BY SINDISO DUBE
FEMALE miners have bemoaned the escalating violence in the mining sector and are calling on government to put in place measures that guarantee their security.
While government last year set in motion a process to regularise artisanal miners’ operations in recognition of their contribution to the economy, the sector has become more dangerous, moving around with weapons, including machetes, spears, swords and catapults, mostly in areas such as Kwekwe,
Kadoma, Esigodini and Filabusi where gold is found.
Small-scale and artisanal miners across the country are also experiencing violent attacks and robbery from machete-wielding gangs. Last year, miners in Esigodini were involved in a three-day turf battles, which saw eight people injured and four hospitalised. Two gold barons and about 20 perpetrators were arrested for fuelling the mining claims battles.
Speaking at a workshop for Sustainable Mining in Zimbabwe, hosted by Transparency International Zimbabwe in Bulawayo, Nomuhle Ncube of Bubi Small-Scale Miners’ Association said women in mining were victims of violence.
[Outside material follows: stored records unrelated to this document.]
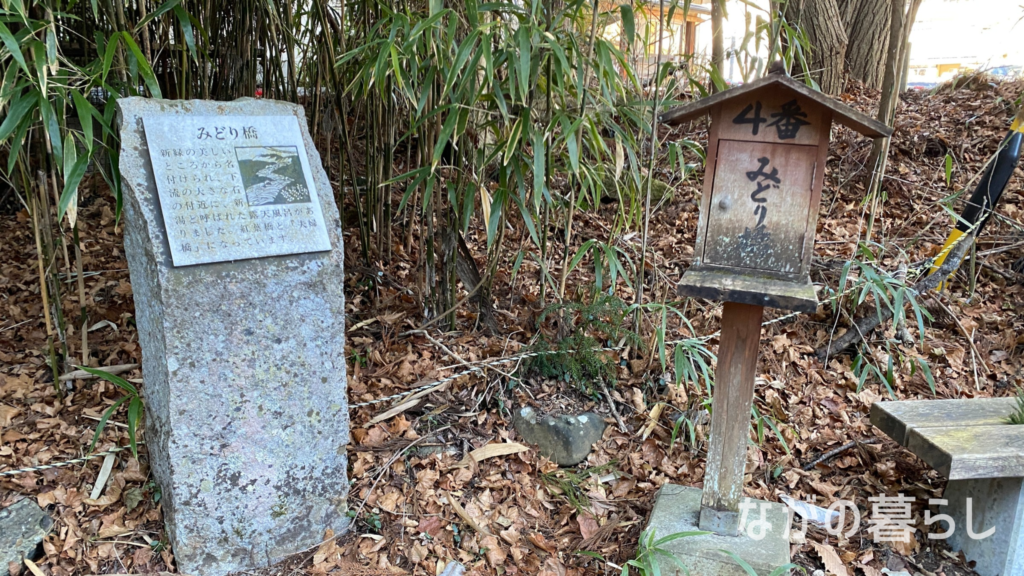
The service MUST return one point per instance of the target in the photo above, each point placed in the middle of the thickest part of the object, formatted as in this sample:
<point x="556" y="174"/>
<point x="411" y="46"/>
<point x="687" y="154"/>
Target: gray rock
<point x="454" y="569"/>
<point x="23" y="527"/>
<point x="244" y="361"/>
<point x="566" y="440"/>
“As women, we have been caught up in skirmishes that have taken the lives of many and injured others. We have experienced violent encounters with machete-wielding miners that have left others injured and also sexually abusing some women,” she said.
“We have women who have experienced violence in a bid to elbow them out of claims or to sabotage their operations and we think this is organised violence by big shots to frustrate vulnerable miners, especially women.”
Ncube called for support and protection from the police.
“We ask the police to come to our help and protect us rather than being part of the violence and corrupt activities in mining. We have had situations where the police, which should be protecting us, are the ones asking bribes in the bush,” she said.
Nicola Hove, of Uhuru Gold Mine, echoed similar sentiments, saying women miners should be protected.
“We also need to be equipped with adequate safety clothing and workshops. We witnessed how miners were neglected in the Battlefield mines tragedy, where we saw miners coming out of a shaft wearing shorts and simple shoes. We should know that the important thing to come out of the mine is not the gold, but it’s the miner, who would have gone in first,” Hove said.